James changes his opinion and stops in front of the Maybank's house instead of the chateau. I thank him for not trying to start a fight with Rafe for now before I jump out of the Jeep. „Isa, wait please", James mumbles and touches my hand lightly so I turn back around. 

It feels like he's numb the moment he faces me. I give him a look wanting to know what he's about to say. „I understand if you're not ready but-" „James-" 

„Hear me out, please. I know life has been hard for you and your friends and you're already worrying about a million problems that might appear if we go out but give me one chance please.
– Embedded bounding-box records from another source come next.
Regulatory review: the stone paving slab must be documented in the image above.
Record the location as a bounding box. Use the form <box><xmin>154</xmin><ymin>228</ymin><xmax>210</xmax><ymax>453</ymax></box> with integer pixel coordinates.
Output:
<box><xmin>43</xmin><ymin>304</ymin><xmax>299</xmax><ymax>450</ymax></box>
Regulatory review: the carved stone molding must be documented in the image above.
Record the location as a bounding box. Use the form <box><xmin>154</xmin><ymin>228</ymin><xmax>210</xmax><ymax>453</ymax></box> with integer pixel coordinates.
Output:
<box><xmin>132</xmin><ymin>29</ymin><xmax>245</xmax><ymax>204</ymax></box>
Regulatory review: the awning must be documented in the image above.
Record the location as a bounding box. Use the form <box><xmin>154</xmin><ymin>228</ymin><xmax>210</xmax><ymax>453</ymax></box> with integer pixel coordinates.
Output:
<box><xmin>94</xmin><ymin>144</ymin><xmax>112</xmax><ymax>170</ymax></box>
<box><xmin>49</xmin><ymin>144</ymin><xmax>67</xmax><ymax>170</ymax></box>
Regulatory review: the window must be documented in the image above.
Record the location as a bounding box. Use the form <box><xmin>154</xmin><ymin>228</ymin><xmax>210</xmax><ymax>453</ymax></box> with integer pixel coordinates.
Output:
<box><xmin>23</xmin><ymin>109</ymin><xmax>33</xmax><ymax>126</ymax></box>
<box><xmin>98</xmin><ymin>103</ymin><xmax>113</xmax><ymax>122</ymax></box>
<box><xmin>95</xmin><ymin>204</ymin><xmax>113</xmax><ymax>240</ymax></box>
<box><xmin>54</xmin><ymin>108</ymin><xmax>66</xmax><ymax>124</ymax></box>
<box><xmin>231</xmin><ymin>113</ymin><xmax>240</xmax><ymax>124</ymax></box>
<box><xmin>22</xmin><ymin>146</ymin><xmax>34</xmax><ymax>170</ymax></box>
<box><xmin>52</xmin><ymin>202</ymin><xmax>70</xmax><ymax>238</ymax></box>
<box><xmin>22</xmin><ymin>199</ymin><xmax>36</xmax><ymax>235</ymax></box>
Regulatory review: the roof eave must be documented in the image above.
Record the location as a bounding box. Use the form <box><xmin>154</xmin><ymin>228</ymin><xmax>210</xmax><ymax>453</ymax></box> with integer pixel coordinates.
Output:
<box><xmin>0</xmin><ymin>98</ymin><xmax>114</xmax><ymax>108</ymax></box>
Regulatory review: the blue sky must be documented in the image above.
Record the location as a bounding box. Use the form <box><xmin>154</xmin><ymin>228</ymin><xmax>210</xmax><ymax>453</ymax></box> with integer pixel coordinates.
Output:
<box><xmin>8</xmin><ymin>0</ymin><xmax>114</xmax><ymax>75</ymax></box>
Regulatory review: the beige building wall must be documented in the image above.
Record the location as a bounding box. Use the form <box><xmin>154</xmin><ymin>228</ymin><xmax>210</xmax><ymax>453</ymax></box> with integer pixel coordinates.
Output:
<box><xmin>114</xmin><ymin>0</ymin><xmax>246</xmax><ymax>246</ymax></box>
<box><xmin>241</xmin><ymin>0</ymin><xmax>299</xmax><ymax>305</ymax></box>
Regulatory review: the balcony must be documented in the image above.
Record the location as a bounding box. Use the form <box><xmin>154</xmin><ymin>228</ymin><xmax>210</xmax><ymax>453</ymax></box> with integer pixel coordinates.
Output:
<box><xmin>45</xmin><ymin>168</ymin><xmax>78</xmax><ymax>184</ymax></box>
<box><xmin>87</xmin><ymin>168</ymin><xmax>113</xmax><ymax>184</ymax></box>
We'll have dinner like friends whether it's at home or in a restaurant. It's up to you." 

As much as the Isabella from two years ago would love to say yes, I can't throw myself into another emotional chaos, not this quickly. „I'll need some time", I whisper knowing James won't be around forever and that I might miss out on a chance to be with a great guy. He came home from college for summer and he'll return to Charleston anyways. 

I have to take a lot of time to make the right decision and to keep my heart save this time. I've let Rafe and JJ hurt me and lost my trust not in men but in relationships. I thank James quietly and jump out to get back to my friends.